Among them were journalist Roland Carreño and former lawmaker Juan Requesens, imprisoned in 2018 after an attack on Maduro.
Also on Wednesday, a charter flight from Texas arrived at Simón Bolívar International Airport in Caracas carrying about 130 Venezuelan migrants, the first such deportation flight following an agreement earlier this month between the two countries.
The deal provides for the "orderly, safe and legal repatriation" of undocumented Venezuelan migrants, who until now had been deported in small numbers on commercial flights, mixed in with regular passengers.
Oil, gas, gold
In concrete terms, the sanctions easing means the US government is re-authorizing the purchase of Venezuelan oil and gas for a period of six months, which may be renewed "only if Venezuela meets its commitments under the electoral roadmap as well as other commitments with respect to those who are wrongfully detained."
Regarding the gold sector, no time limit has been specified, with the Treasury Department stating it seeks to reduce black market trading.
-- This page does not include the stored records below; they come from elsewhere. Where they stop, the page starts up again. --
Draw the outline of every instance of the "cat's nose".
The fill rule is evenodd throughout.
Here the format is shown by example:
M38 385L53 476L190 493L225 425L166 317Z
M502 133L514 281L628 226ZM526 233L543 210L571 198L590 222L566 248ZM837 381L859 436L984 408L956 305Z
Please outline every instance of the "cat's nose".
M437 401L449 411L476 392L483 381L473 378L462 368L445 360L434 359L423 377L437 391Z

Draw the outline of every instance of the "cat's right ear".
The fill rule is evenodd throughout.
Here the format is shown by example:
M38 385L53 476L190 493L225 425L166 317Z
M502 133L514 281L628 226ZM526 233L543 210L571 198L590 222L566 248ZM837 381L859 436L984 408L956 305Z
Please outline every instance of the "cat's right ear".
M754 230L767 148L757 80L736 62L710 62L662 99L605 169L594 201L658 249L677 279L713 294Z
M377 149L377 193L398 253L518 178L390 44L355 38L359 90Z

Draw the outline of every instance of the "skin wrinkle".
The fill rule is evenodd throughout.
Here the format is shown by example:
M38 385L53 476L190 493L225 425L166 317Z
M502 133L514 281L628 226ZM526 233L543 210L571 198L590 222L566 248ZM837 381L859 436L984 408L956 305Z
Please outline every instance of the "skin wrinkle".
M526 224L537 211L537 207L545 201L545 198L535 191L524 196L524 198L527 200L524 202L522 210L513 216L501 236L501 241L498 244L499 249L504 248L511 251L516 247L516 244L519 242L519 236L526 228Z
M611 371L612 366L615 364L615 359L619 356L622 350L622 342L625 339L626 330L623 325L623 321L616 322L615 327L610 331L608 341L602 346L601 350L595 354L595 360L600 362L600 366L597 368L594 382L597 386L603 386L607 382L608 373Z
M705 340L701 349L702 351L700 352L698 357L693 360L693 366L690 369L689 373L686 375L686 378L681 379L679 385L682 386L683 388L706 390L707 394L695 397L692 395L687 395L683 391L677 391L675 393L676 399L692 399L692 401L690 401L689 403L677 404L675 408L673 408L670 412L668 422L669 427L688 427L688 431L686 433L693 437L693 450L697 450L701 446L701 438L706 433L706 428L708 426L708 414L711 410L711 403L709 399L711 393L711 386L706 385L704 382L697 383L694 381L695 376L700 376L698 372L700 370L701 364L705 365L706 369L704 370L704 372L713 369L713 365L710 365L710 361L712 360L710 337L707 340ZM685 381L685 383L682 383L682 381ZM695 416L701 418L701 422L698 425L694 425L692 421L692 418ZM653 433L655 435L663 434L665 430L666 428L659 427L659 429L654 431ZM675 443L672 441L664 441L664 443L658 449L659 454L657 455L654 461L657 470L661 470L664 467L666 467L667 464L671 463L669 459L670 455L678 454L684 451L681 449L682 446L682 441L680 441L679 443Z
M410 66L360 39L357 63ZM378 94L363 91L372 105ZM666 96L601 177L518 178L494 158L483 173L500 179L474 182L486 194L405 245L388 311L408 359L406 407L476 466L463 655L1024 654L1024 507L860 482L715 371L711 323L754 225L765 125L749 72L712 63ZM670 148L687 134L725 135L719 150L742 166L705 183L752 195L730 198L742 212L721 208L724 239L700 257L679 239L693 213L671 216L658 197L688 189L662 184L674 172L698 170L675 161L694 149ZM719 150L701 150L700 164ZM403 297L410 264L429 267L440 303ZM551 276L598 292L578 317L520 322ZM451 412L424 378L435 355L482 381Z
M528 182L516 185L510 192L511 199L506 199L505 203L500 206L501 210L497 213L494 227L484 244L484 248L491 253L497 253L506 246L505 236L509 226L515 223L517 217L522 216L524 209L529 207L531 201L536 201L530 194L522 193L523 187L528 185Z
Washington is also allowing renewed trading in Venezuelan debt securities on the secondary market, although the ban on the primary market – meaning debt securities newly issued by the Venezuelan government – remains in force.
The easing of sanctions on Venezuelan oil had been eagerly awaited by the markets, leading to a fall in the price per barrel despite the war between Israel and Hamas and the risk of escalation in the Middle East.
An exact election date will be defined by the country's National Electoral Council, according to the text of the deal.
The two sides had resumed talks seeking to end the country's political and economic crisis, after a nearly yearlong suspension.
The opposition, backed by several countries including the United States, did not recognize Maduro's 2018 re-election in a vote widely dismissed as fraudulent.
The following year, Washington ramped up sanctions against Caracas first imposed in 2015 over the brutal repression of anti-government protests.
But the energy crisis sparked by Russia's war on Ukraine saw renewed global efforts to solve the crisis in Venezuela, which has the world's largest oil reserves.
Last year, US delegates went to Caracas to meet Maduro, even though Washington does not recognise him as a legitimate leader.
After initial talks between the government and the opposition, Washington granted a six-month licence to US energy giant Chevron.